Figure 2. — Phylogenetic analysis of *env* sequences and tropism determination results. A, Phylogenetic tree, created using MEGA, of the sequences of subject 43 656 for the sample obtained before therapy (R0; closed circles) and after the rebound in virus load (R1; open circles), generated using SGA. Cloned and tropism-analyzed *env* sequences are marked with an asterisk. B–D, Tissue-culture assay results, using pseudotyped virus to define viral entry tropism phenotypes. The relative infectivity of pseudoviruses (red bars; gray bars denote controls) was determined using Affinofile cells induced to expressing low levels of CD4 as compared to infection at high levels of CD4 (B). The relative infectivity of all pseudotyped virus was <2% and indicates T-cell tropism. The relative infectivity of pseudovirus in the presence of CCR5 antagonist, maraviroc (MVC; red bars; gray bars denote controls), showed nearly complete inhibition of all pseudotyped viruses and indicates use of CCR5 (C). The relative infectivity of TZM-bl cells by pseudotyped virus in the presence of soluble CD4 (sCD4; purple bars; gray bars denote controls) showed resistance to inhibition by all pseudotype viruses, which further confirms a T-cell–tropic phenotype (D).

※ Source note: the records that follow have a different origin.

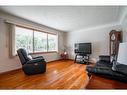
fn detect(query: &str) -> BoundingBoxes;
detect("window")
[34,31,47,52]
[15,26,58,53]
[48,34,57,51]
[15,27,33,52]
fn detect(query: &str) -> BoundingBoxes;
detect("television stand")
[74,53,90,64]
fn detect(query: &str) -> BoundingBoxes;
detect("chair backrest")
[17,48,30,65]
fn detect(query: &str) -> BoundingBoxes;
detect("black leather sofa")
[17,48,46,75]
[86,56,127,82]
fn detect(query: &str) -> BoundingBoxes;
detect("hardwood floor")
[0,60,88,89]
[0,60,127,89]
[86,75,127,89]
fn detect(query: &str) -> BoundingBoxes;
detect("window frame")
[15,25,58,54]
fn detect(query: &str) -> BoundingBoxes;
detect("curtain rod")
[4,20,57,35]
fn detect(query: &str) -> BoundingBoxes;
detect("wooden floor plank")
[0,60,127,89]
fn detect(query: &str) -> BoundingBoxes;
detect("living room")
[0,6,127,89]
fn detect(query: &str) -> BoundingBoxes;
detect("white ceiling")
[0,6,120,31]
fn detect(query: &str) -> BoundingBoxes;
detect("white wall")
[67,25,121,60]
[0,12,64,73]
[121,8,127,42]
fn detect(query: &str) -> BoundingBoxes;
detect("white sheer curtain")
[7,23,16,57]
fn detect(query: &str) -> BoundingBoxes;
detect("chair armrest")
[32,56,44,59]
[26,58,44,64]
[99,55,111,63]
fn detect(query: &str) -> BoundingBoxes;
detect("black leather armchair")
[17,48,46,75]
[86,56,127,82]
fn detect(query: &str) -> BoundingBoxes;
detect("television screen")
[75,43,92,54]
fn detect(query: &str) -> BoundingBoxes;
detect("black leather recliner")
[86,56,127,82]
[17,48,46,75]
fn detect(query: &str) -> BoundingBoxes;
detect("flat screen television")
[75,43,92,54]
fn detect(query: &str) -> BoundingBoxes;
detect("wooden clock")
[109,30,122,56]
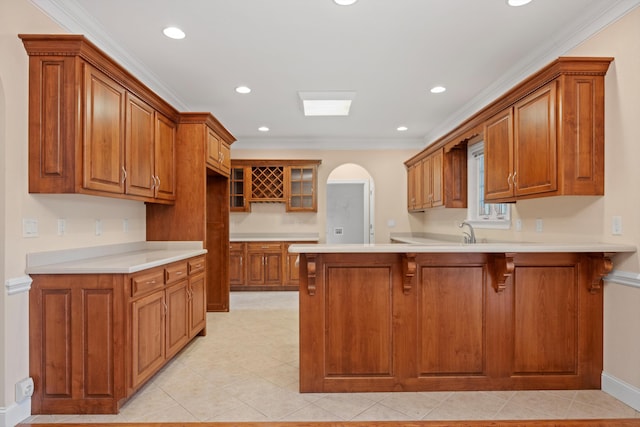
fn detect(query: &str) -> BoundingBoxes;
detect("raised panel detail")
[42,289,73,398]
[83,289,114,397]
[416,267,485,376]
[325,266,393,376]
[513,266,579,375]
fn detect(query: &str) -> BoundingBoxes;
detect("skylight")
[298,91,356,116]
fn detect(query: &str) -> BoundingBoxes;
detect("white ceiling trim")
[30,0,190,111]
[424,0,640,145]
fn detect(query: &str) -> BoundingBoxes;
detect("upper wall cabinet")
[229,159,320,212]
[405,57,613,211]
[20,34,178,204]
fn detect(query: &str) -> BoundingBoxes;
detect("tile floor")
[27,292,640,423]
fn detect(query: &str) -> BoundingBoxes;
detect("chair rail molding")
[4,276,33,295]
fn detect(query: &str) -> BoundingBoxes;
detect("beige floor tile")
[27,292,640,423]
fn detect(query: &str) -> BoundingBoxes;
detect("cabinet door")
[247,250,264,285]
[189,271,207,338]
[430,148,444,208]
[264,251,282,285]
[284,249,300,286]
[165,277,189,358]
[418,156,433,209]
[484,108,513,201]
[229,242,245,286]
[513,82,558,196]
[218,140,231,176]
[82,66,125,193]
[124,93,155,198]
[229,167,251,212]
[131,290,166,388]
[207,127,220,170]
[154,112,176,200]
[285,166,318,212]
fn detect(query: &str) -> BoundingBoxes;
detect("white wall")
[229,148,417,243]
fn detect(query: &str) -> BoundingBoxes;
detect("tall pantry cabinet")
[147,113,235,311]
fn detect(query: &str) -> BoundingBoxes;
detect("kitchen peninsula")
[289,241,636,392]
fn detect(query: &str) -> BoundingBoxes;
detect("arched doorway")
[326,163,375,244]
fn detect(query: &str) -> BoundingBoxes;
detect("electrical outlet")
[58,218,67,236]
[22,218,38,237]
[611,215,622,236]
[516,219,522,231]
[536,218,543,233]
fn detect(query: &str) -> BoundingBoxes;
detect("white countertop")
[289,239,636,253]
[229,233,320,242]
[26,242,207,274]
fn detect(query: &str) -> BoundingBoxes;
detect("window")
[467,142,511,229]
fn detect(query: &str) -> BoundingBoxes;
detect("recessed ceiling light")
[162,27,185,40]
[507,0,531,7]
[298,91,356,116]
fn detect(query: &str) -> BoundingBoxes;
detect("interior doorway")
[326,163,375,244]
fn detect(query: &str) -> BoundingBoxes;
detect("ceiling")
[31,0,640,149]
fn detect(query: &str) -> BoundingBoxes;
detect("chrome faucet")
[458,221,476,243]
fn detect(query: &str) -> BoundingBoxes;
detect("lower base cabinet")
[229,241,309,291]
[29,256,206,414]
[299,253,611,393]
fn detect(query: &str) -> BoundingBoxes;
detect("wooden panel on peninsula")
[299,251,611,393]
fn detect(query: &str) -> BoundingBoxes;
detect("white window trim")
[466,141,511,230]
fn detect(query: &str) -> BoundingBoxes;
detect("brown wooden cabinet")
[20,34,178,203]
[407,148,444,212]
[229,166,251,212]
[484,81,558,201]
[284,165,318,212]
[247,242,282,286]
[146,113,234,311]
[207,129,231,176]
[299,253,611,393]
[229,242,247,290]
[405,57,613,211]
[230,159,320,212]
[29,256,206,414]
[229,241,310,291]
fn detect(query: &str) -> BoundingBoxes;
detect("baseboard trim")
[601,372,640,411]
[0,397,31,427]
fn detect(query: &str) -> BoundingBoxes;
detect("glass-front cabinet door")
[285,165,318,212]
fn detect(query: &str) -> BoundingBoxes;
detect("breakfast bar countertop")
[289,235,637,253]
[229,233,320,242]
[26,241,207,274]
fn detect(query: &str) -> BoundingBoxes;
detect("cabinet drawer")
[229,242,244,251]
[189,257,204,274]
[164,262,188,285]
[131,269,164,297]
[247,242,282,252]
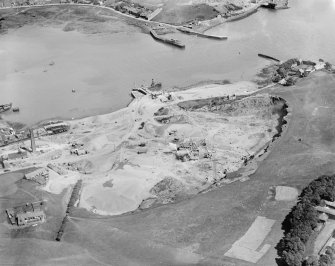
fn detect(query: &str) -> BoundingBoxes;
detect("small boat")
[131,88,147,99]
[152,79,162,90]
[0,103,12,113]
[261,3,276,9]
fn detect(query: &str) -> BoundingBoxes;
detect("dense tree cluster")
[277,175,335,266]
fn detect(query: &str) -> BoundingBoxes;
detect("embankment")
[56,180,83,241]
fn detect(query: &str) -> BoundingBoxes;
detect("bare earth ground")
[0,69,335,266]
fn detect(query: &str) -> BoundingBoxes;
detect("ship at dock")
[150,30,185,49]
[0,103,13,113]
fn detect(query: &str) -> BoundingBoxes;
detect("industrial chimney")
[29,128,36,152]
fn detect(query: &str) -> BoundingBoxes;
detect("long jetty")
[150,30,185,49]
[258,54,280,62]
[177,27,228,40]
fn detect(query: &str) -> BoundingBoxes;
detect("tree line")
[277,175,335,266]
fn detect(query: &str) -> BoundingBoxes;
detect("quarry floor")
[0,72,335,266]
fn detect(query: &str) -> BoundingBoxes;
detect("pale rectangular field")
[225,216,275,263]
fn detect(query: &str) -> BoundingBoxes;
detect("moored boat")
[0,103,13,113]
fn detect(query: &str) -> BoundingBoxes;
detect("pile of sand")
[275,186,299,201]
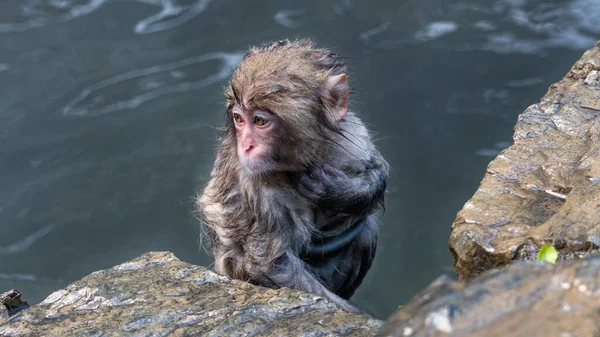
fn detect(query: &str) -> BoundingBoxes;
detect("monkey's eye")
[233,114,244,124]
[254,116,268,126]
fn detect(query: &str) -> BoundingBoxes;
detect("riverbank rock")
[0,252,382,336]
[449,40,600,280]
[377,257,600,337]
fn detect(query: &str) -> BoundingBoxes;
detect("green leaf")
[538,243,558,263]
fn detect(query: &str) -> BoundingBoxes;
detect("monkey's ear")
[325,74,348,122]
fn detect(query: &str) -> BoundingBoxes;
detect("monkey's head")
[226,40,348,174]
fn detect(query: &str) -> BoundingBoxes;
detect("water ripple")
[0,0,212,34]
[0,224,56,254]
[62,52,243,116]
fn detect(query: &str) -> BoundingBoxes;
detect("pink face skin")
[232,107,278,174]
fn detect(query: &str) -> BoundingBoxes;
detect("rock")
[449,40,600,280]
[377,257,600,337]
[0,252,382,336]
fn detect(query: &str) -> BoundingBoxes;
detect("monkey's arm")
[265,250,362,312]
[298,156,388,215]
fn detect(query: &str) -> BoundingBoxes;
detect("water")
[0,0,600,318]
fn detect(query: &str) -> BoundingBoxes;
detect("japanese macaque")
[197,40,388,311]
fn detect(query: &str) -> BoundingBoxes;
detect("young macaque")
[197,40,388,311]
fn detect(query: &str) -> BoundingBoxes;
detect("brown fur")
[197,40,388,311]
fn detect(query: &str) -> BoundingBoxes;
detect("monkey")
[196,39,389,312]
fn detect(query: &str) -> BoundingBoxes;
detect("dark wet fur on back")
[197,40,388,311]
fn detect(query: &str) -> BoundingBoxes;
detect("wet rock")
[377,257,600,337]
[0,252,382,336]
[449,40,600,280]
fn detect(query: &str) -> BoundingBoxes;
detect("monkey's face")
[232,107,280,174]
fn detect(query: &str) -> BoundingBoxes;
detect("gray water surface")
[0,0,600,318]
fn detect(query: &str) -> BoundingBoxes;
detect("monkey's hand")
[298,160,388,214]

We subsequently cloned 51 individual env genes (average, 4 amplicons/subject) from the major lineages in each participant to determine the entry phenotype of rebound virus, using the Affinofile cell line (Figure 2A and Supplementary Figure 2). The pretherapy sample (R0) was also included; no clones were obtained for sample R5. Affinofile cells allow controlled expression of CD4 and are currently the most consistent method to assess CD4-dependent entry phenotype [8]. Entry phenotype was evaluated on the basis of the ability of viruses pseudotyped with Env from rebound virus to infect Affinofile cells expressing either high or low levels of CD4. The phenotype was confirmed by sensitivity to inhibition by sCD4 at a concentration of 5.0 µg/mL when infecting TZM-bl cells [12]; this concentration neutralizes macrophage-tropic viruses but not R5 T-cell–tropic viruses. No Env showed any (<2% infection) ability to infect cells expressing low levels of CD4 as compared to their infectivity on cells expressing high levels of CD4 (Figure 2B), and they were also resistant to inhibition by sCD4 (Figure 2D). In addition, all pseudotyped viruses were inhibited by the CCR5 antagonist maraviroc, and therefore all isolated Env used CCR5 as the coreceptor. Taken together, all Env tested from rebound virus from all subjects had a phenotype consistent with that of R5 T-cell–tropic virus.

DISCUSSION

In this report, we describe 2 key features of the initial virus that rebounds from the latent or low-level viremia reservoir after therapy discontinuation. These features are relevant to developing strategies of HIV-1 eradication because they are features of the first virus that must be targeted. We asked what the entry phenotype was of this virus, to determine what cell type it had been predominantly replicating in at the time therapy was initiated and/or it entered the latent reservoir. In addition, we examined the complexity of the rebound population as a measure of the minimum number of viruses that rebound from the reservoir and become detected in the blood. The genetic diversity of the viral reservoir and rebound virus has been debated but it is perceived to be low and to be primarily clonal or multiclonal [13, 14]. Our results are consistent with the observation of Rothenberger et al [4], who proposed a multifocal model of virus reactivation. Counting major lineages with both deep sequencing and SGA, we observed a mean of 3.1 distinct lineages, which suggests a minimum of 3 viruses rebounding within a short period after treatment interruption. While this is significantly less than the 5–25 rebound/founder viruses suggested by Rothenberger et al [4], when we reanalyzed the sequence data from that study for the 3 subjects with SGA of virion RNA by using the same criteria as used in this report, we found that the mean number of distinct lineages was 3.3, similar to what we observed (Supplementary Methods). However, since we did not count potential recombinants in our analysis, this is a minimum estimate.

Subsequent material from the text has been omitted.